Fifty-three patients >or= 12 years of age with a confirmed diagnosis of CF, the ability to expectorate sputum, and FEV(1) of >or= 40% of predicted.
Interventions
tobramycin solution for inhalation (TSI) administered with a new-generation aerosol device, the AeroDose 5.5 RP inhaler (Aerogen; Mountain View, CA) vs with the approved PARI LC PLUS nebulizer (PARI Respiratory Equipment; Monterey, CA) with Pulmo-Aide compressor (DeVilbiss Corp; Somerset, PA).
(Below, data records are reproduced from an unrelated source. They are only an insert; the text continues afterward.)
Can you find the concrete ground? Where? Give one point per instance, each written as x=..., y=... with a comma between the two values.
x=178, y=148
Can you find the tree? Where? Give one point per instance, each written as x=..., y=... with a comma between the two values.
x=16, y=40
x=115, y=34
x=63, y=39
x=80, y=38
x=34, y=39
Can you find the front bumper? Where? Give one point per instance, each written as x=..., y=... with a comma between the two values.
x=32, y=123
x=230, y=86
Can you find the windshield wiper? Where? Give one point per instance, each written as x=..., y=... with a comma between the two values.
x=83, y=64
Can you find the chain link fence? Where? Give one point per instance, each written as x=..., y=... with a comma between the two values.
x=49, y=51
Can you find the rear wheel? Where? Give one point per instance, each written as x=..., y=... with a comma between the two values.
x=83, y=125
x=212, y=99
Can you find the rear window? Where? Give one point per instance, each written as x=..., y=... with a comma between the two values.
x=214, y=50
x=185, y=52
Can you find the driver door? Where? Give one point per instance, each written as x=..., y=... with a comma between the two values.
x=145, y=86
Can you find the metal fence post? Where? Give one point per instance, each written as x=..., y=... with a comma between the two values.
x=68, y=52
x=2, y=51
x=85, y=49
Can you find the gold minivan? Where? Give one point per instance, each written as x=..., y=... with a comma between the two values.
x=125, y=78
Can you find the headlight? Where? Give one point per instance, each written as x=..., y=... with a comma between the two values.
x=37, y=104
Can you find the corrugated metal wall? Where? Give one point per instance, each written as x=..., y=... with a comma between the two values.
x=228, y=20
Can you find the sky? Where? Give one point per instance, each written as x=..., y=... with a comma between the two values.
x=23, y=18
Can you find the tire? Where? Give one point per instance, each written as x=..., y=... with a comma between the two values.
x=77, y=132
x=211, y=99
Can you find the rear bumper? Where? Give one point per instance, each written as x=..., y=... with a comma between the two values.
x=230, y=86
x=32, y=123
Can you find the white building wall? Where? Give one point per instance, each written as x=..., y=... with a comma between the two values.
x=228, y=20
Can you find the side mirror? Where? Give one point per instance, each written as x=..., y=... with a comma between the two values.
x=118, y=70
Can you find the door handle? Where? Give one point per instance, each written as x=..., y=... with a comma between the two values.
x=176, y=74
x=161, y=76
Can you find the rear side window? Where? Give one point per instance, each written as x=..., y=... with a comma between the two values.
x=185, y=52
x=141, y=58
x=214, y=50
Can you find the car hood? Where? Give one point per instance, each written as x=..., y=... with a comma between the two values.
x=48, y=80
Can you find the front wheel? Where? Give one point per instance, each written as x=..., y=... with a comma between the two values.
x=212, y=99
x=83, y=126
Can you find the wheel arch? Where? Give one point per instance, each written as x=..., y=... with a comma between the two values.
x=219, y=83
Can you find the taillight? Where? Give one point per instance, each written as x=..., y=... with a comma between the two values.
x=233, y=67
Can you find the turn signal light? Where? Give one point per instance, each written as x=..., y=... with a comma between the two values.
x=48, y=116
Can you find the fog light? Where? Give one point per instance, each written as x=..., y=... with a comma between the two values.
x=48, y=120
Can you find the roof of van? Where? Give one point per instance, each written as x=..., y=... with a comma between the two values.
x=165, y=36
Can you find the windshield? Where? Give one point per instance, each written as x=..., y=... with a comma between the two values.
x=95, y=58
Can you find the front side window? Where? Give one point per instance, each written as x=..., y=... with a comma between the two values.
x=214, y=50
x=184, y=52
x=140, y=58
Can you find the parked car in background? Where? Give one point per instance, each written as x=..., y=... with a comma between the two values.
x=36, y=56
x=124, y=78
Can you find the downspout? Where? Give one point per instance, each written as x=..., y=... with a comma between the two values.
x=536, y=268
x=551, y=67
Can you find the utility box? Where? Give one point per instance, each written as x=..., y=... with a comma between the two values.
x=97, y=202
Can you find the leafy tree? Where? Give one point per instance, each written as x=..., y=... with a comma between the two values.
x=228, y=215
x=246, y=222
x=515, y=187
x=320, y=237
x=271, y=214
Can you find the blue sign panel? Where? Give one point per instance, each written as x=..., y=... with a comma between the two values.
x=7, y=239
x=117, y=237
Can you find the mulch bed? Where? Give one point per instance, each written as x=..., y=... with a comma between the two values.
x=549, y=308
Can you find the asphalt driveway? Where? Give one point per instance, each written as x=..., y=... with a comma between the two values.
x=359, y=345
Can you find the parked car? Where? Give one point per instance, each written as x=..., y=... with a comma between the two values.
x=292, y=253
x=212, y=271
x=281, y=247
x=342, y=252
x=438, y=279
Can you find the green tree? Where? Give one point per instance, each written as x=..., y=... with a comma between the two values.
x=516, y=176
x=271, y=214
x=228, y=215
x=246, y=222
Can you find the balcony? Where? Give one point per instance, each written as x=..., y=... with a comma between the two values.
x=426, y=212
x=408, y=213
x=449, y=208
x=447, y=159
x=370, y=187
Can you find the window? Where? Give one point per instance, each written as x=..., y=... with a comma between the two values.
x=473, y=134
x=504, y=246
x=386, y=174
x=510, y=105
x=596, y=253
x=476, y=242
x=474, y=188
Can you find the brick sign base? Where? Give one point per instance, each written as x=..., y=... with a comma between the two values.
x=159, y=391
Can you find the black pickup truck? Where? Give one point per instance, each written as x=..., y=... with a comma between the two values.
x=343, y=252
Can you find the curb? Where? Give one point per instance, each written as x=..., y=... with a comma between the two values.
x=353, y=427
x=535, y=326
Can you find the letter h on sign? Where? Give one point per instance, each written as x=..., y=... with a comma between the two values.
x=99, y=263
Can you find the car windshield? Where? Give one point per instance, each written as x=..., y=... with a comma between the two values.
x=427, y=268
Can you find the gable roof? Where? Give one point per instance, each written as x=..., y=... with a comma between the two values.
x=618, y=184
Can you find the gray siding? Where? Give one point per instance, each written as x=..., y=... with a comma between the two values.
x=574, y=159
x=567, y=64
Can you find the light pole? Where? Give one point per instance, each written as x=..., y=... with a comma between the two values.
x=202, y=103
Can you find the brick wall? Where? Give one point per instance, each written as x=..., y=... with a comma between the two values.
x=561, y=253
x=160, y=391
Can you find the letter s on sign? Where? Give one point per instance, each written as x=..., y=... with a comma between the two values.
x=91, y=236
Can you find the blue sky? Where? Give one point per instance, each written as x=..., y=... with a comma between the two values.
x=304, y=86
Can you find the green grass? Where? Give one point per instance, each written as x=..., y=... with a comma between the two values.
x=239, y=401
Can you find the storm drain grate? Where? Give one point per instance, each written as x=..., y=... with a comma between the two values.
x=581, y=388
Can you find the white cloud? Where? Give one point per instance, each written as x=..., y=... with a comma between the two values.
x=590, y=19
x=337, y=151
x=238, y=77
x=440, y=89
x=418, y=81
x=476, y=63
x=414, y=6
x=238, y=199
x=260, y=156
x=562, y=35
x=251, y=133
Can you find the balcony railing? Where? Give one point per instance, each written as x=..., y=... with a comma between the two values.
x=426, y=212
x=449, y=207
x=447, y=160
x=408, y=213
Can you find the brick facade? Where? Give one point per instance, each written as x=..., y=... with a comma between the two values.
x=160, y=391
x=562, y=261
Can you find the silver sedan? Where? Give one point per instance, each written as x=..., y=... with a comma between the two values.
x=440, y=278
Subjects inhaled three single doses of TSI at 1-week intervals, as follows: conventional control treatment, 300 mg via the PARI LC PLUS; and two of three experimental treatments, 30, 60, or 90 mg via the AeroDose.
Outcome measures
FEV1 (pre and 30 minutes following dose). Sputum concentration of tobramycin (pre, 10 min, 1, 2, 4 & 8 hours). Serum levels of tobramycin (pre, 10 min, 1, 2, 4 & 8 hours). Nebulisation time. Urinary tobramycin concentration (pre, 0 to 8hours, 8 to 24 hours) Adverse events
Main results
There were no significant differences between treatments in the change in FEV(1) 30 min after dosing or in the frequency of adverse events. Sputum and serum levels of tobramycin produced by the AeroDose 90-mg dose treatment approximated those achieved with the PARI LC PLUS 300-mg dose treatment. Nebulization times using the AeroDose inhaler were < 50% those of the PARI LC PLUS.
Authors' conclusions
Compared with the standard nebulizer, the AeroDose safely achieved an approximately threefold greater efficiency in the delivery of TSI to the lungs in less than half the time.